Lviv's Center for Urban History has turned its lecture and conference rooms and cafe into makeshift shelters for the displaced. This center is a research institution, mostly for sociologists and historians accustomed to looking back into the city and region's complicated and contested past.

However director Sofia Dyak says that no one hesitated to shift their focus to this historic present.

"We are not objective, standing-aside academics. We are citizens, we are living here, we are human beings. It's important to think about not only how you're using, but how you're giving," she says.

But Dyak warns that a host of complicated challenges are fast approaching, well beyond finding more bed space: "It's about kindergarten, it's about medicine, it's about the whole social infrastructure."

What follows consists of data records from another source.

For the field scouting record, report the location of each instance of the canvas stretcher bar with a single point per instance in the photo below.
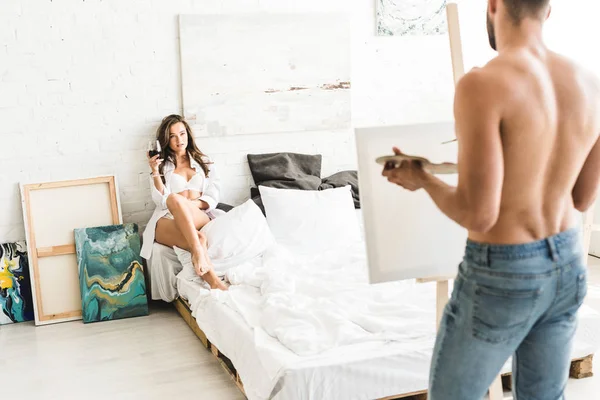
(51, 211)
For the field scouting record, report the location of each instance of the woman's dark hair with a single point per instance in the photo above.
(163, 135)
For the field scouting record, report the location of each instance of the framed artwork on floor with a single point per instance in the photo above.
(16, 303)
(111, 274)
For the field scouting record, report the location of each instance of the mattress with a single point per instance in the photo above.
(359, 371)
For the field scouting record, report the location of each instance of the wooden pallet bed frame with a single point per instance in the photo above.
(580, 368)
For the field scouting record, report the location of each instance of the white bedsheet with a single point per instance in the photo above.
(305, 329)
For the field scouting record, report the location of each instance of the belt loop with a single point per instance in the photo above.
(485, 255)
(553, 250)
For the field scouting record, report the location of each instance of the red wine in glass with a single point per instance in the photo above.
(153, 148)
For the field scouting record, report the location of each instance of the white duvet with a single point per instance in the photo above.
(312, 304)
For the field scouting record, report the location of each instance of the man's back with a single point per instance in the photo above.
(549, 124)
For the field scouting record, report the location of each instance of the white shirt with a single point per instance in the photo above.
(174, 183)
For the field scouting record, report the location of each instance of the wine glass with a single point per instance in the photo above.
(153, 148)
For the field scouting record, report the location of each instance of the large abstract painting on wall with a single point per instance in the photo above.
(16, 304)
(267, 73)
(411, 17)
(111, 274)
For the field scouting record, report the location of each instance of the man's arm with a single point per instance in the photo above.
(586, 188)
(475, 202)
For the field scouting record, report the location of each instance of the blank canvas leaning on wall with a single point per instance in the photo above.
(51, 212)
(265, 73)
(407, 235)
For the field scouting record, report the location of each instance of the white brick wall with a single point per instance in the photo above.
(84, 84)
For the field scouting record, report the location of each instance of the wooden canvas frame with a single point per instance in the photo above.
(37, 253)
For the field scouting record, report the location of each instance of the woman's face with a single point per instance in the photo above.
(178, 138)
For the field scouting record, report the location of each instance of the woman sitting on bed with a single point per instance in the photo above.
(185, 189)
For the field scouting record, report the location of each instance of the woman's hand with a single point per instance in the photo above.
(154, 163)
(200, 204)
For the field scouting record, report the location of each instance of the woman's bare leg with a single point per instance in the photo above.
(189, 221)
(183, 233)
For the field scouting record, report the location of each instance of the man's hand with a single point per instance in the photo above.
(409, 174)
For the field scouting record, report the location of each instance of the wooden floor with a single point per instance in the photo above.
(154, 357)
(146, 358)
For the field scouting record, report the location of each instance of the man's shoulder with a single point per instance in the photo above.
(481, 83)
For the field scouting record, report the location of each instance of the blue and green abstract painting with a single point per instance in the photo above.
(111, 274)
(16, 304)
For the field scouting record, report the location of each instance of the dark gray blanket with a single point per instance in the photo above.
(286, 170)
(342, 179)
(296, 171)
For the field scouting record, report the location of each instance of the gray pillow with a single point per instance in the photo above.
(284, 171)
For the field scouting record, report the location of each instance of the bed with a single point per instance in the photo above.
(264, 368)
(307, 325)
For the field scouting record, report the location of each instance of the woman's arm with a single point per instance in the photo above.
(158, 189)
(210, 197)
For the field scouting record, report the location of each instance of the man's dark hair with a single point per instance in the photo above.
(519, 9)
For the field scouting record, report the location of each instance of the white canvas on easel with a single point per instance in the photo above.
(51, 212)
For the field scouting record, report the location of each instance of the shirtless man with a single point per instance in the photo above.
(528, 125)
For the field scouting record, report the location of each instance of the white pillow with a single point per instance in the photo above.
(238, 236)
(311, 221)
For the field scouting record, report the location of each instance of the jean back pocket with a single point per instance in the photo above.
(500, 315)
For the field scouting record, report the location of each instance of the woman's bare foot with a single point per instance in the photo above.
(204, 243)
(214, 282)
(199, 261)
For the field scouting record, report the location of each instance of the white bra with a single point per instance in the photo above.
(179, 184)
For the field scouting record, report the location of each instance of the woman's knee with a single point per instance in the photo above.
(175, 200)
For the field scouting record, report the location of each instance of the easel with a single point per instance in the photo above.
(458, 68)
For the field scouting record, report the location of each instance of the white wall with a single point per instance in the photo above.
(84, 84)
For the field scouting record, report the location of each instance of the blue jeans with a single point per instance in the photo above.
(513, 300)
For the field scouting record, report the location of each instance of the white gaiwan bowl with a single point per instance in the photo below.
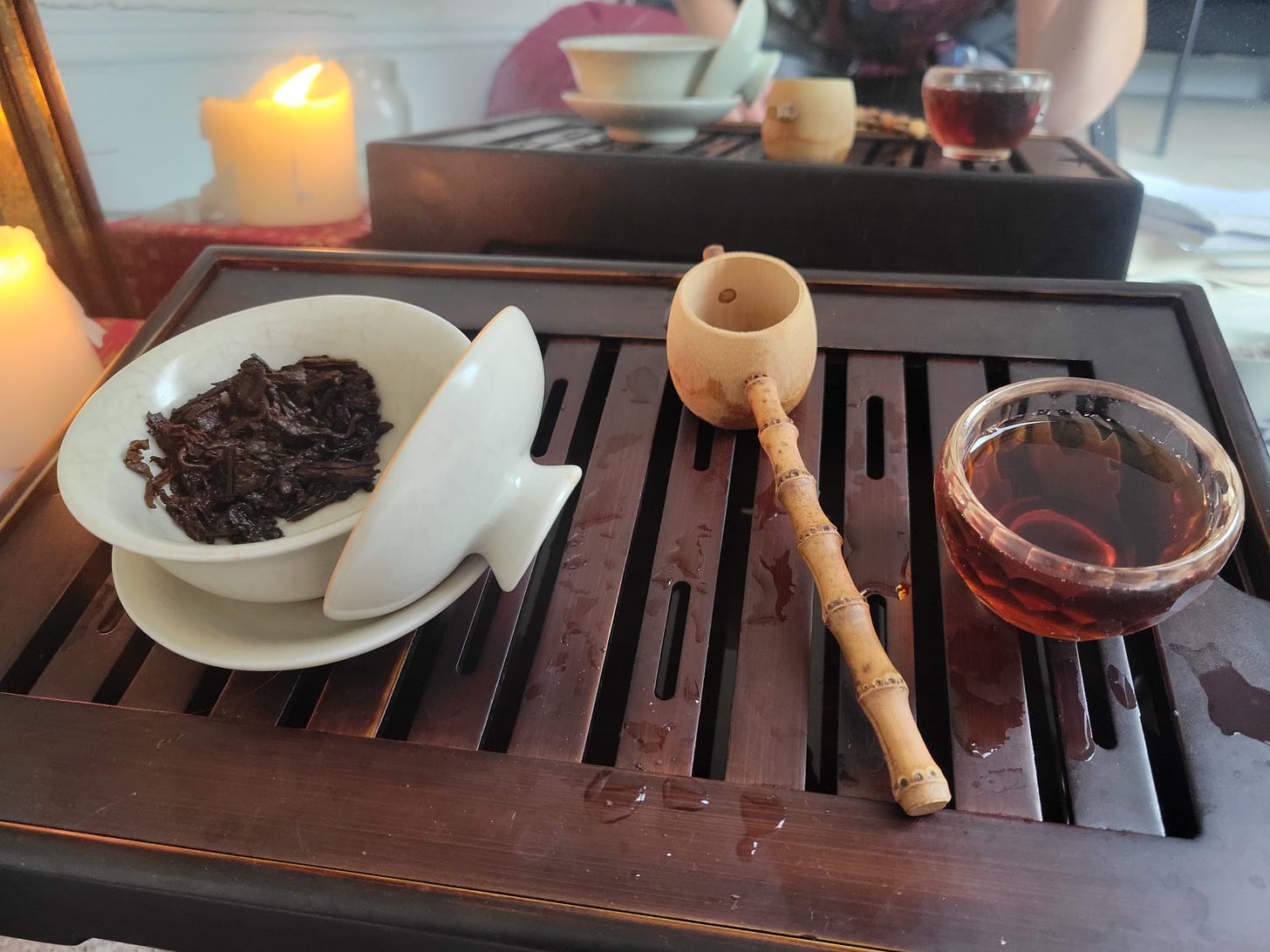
(406, 350)
(462, 483)
(640, 66)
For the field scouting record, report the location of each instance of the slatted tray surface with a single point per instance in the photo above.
(1041, 155)
(652, 739)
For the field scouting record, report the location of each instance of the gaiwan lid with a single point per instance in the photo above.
(461, 481)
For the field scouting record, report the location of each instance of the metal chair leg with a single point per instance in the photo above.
(1178, 72)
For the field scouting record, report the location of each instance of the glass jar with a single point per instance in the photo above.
(380, 105)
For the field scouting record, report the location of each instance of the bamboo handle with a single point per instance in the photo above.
(916, 782)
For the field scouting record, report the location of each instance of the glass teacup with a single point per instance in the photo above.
(1082, 509)
(980, 114)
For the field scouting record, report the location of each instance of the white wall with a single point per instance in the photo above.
(135, 71)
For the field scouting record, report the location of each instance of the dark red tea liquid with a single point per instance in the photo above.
(1085, 492)
(975, 123)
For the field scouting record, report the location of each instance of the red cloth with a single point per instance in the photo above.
(154, 255)
(534, 75)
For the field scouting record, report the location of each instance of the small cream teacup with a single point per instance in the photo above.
(809, 119)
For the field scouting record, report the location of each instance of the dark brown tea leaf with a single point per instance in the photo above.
(263, 445)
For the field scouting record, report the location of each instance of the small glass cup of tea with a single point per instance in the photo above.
(980, 116)
(1082, 509)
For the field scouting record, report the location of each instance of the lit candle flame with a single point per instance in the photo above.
(19, 253)
(295, 91)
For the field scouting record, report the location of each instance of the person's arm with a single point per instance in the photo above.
(709, 17)
(1091, 47)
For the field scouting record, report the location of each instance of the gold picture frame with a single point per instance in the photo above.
(44, 177)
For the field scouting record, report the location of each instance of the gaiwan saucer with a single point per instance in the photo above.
(261, 636)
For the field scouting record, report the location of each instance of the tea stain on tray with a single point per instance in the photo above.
(1234, 706)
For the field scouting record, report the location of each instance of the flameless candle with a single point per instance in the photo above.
(46, 364)
(286, 153)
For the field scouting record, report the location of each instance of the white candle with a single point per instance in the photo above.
(286, 153)
(46, 364)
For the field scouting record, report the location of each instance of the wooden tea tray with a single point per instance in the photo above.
(648, 743)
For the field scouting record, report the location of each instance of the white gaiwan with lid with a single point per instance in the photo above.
(461, 483)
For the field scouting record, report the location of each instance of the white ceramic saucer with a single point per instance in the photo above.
(253, 636)
(665, 121)
(734, 60)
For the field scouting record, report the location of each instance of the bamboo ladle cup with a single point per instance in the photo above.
(741, 347)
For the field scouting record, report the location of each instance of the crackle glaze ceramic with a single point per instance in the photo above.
(666, 121)
(738, 63)
(253, 636)
(639, 65)
(461, 483)
(406, 350)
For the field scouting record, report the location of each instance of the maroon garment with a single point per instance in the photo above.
(534, 75)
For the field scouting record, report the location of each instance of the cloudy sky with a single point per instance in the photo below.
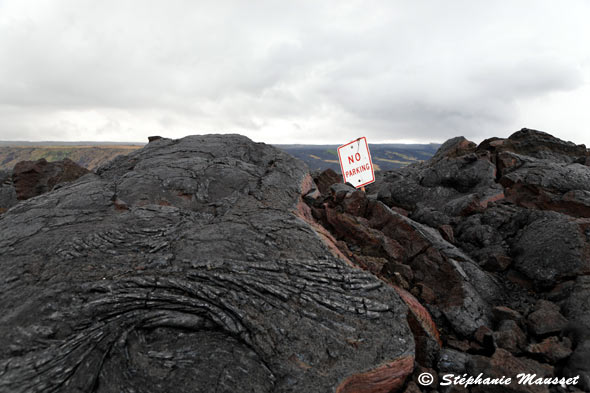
(293, 71)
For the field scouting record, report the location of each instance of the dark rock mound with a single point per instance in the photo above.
(190, 265)
(519, 209)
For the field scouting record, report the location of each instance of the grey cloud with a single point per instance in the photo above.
(280, 71)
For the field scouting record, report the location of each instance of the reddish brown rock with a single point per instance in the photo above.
(510, 337)
(502, 312)
(388, 378)
(32, 178)
(447, 233)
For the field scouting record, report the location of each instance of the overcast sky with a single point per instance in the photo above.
(293, 71)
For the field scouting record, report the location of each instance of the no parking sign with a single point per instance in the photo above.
(355, 163)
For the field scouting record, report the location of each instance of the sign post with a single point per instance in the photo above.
(356, 164)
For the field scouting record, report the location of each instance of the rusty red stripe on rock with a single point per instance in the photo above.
(420, 315)
(387, 378)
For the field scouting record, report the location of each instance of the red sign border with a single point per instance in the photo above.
(370, 162)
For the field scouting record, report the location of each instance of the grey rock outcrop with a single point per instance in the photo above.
(189, 266)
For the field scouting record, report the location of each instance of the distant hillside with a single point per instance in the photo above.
(93, 154)
(384, 156)
(86, 156)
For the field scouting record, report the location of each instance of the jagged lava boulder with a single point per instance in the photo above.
(7, 191)
(190, 265)
(519, 208)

The city now, she says, will likely need to scale up mobile capacities "for food, sleep, kids, education, care."

Vitali Frolov recently fled the Zaporizhzhia district in southeastern Ukraine. Some of his extended family have gone to Poland, but he worries about friends and relatives who have so far been unable to leave Zaporizhzhia. He's living temporarily in the Center for Urban History's former cafe.